Mauritius has introduced trust law for the benefit of both residents and offshore settlors.
Prior to 2001, the Trust Act 1989 allowed the creation of domestic trusts based on the traditional English model, and the Offshore Trusts Act 1992 allowed the creation of offshore trusts. The Trust Act 1989 and the Offshore Trusts Act 1992 have been been repealed by the Trusts Act 2001 which was introduced to fuse the domestic trust and offshore trust legislation in a bid to avoid ring-fencing.
Under the Trusts Act 2001, a settlor may set up any of the following types of trust: protective trust or spendthrift trust, maintenance and accumulation trust, interest in possession trust, discretionary trust, charitable trust, purpose trust and commercial and trading trust.
The settlor of an offshore trust may not be a resident of Mauritius, and the trust must have at least one qualified trustee who is a person residing in Mauritius or a Mauritian management company or a bank authorised by the Financial Services Commission to provide trusteeship services.
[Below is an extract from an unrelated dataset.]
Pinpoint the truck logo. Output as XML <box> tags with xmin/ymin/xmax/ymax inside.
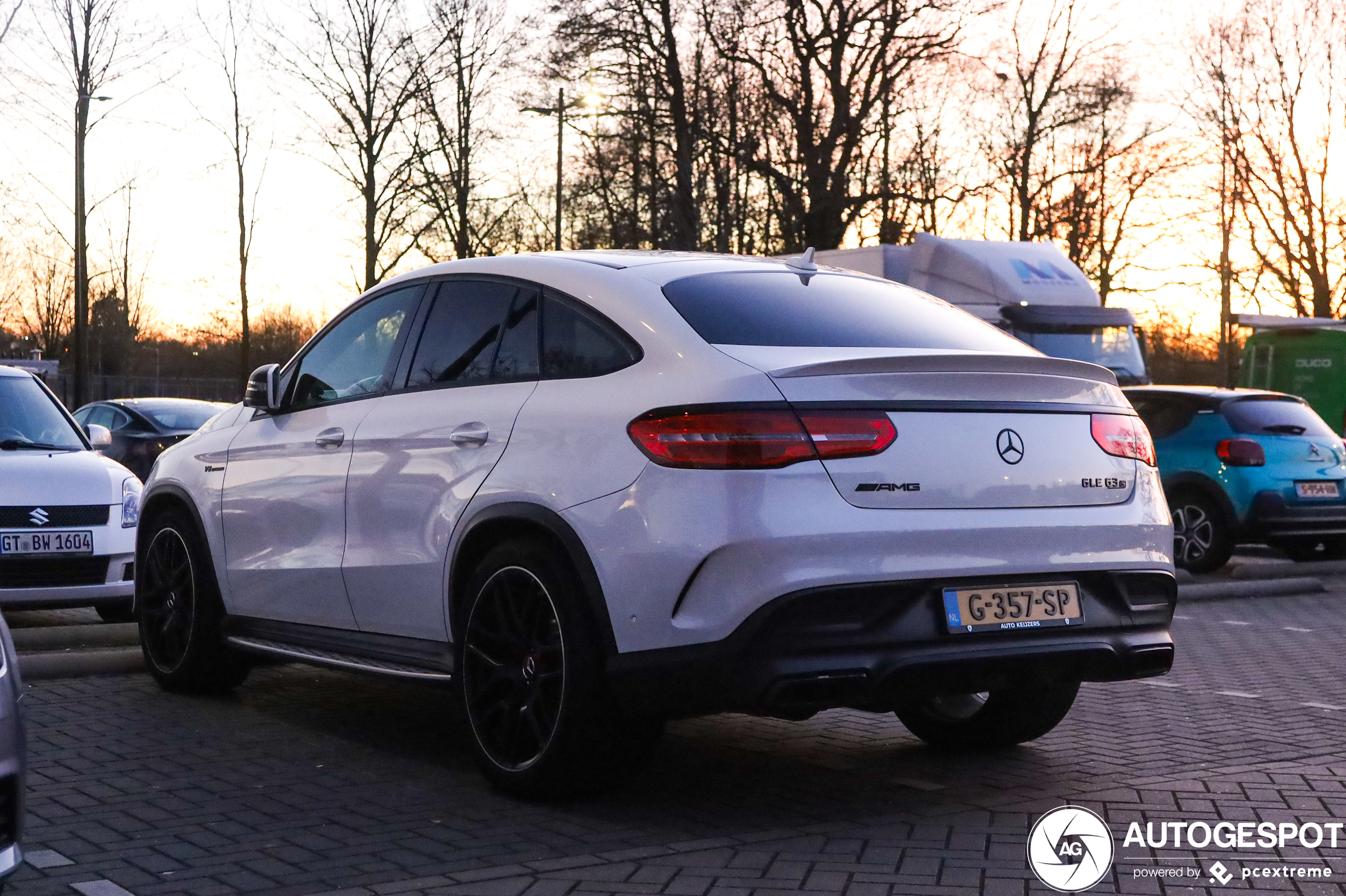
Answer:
<box><xmin>996</xmin><ymin>429</ymin><xmax>1023</xmax><ymax>464</ymax></box>
<box><xmin>1010</xmin><ymin>258</ymin><xmax>1074</xmax><ymax>282</ymax></box>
The Investment Promotion Act has been amended to allow non-resident settlors or non-resident beneficiaries of a trust to own immovable property in Mauritius solely under the Integrated Residential Schemes (‘IRS’) and the Real Estate Scheme (‘RES’) without the approval of the Prime Ministers’ Office under the Non-Citizens (Property Restrictions) Act 1973, as amended. Non-citizens of Mauritius wishing to avail themselves of immovable property in Mauritius under the IRS and RES may use trust or domestic company to do so subject to registration duty applicable to IRS and RES.